In an interview with The Globe and Mail, Mr. O'Shaughnessy shared his thoughts about stock market investing in light of what has transpired in the past few years. Here are some highlights.

On why we should still believe in stocks

"The reason we are so bullish on the next five to 10 to 15 years in the stock market is because of what has happened over the past 10 years. … One of the things you'll find in the introduction [of the book]is a list of the 50 worst 10-year real rates of return in the U.S. stock market since the 1870s. We take a look what happens one, three, five and 10 years later. When you get to the three-year markets, there are in fact no negative return to stocks following these horrible 10-year periods."

On how our brains get in the way of sound investing strategies

"The average investor does significantly worse than a simple index … It's literally because of the way our brains are wired. As [neuro-finance researchers]look at super-fast scans of the brain making decisions under uncertainty, we see that even with a so-called professional investor making the choice, it is not the rational centres of the brain that fire when they're making those choices. It is the emotional centres of the brain.

"That's one of the reasons why finding good strategies that have performed well over multiple market cycles – and then having the ability to stick with them through thick and thin, even when they're not working for you – is the key to good long-term success."

On why the price-to-sales ratio is no longer his holy grail of value strategies

"In 2008, Ford Motor Co. had the lowest price-to-sales ratio in the S&P 500. I had been a big proponent of the price-to-sales ratio, so if you'd just been listening to me, you'd have said, 'That's got to be the stock [to buy]' It ended up doing very poorly in 2008. When you look at Ford on not just price-to-sales but on a composite of other [value]factors – price to earnings, EBITDA to enterprise value, price to cash flow, shareholder yield [a combination of dividend yield and share buybacks]– it actually didn't score well at all.

"We're now telling people that it's probably better to look at a combination of value factors … Putting them all together and averaging them out, you get a much better return than looking at any one in particular."

On investors' current love affair with dividend yields

"If you are an investor who's retired and hopes to live off the income that your portfolio is generating, then we would focus just on the dividend yield … If you're an investor who wants a little bit more from the capital-appreciation side of things, but still likes this concept of getting 'paid by the company,' then we would tell that investor to pursue shareholder yield.
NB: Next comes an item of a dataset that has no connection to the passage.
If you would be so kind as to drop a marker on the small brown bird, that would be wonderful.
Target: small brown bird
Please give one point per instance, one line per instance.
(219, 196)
It's dividend yield plus 'buyback yield' – which is [the percentage difference between]how many shares are outstanding now [and]how many shares were outstanding one year ago. We would buy the companies that scored the highest on shareholder yield – with provisions for [having] market cap greater than average [and]value factors better than average. That has proven to be an excellent strategy over time."



This interview has been edited and condensed for publication.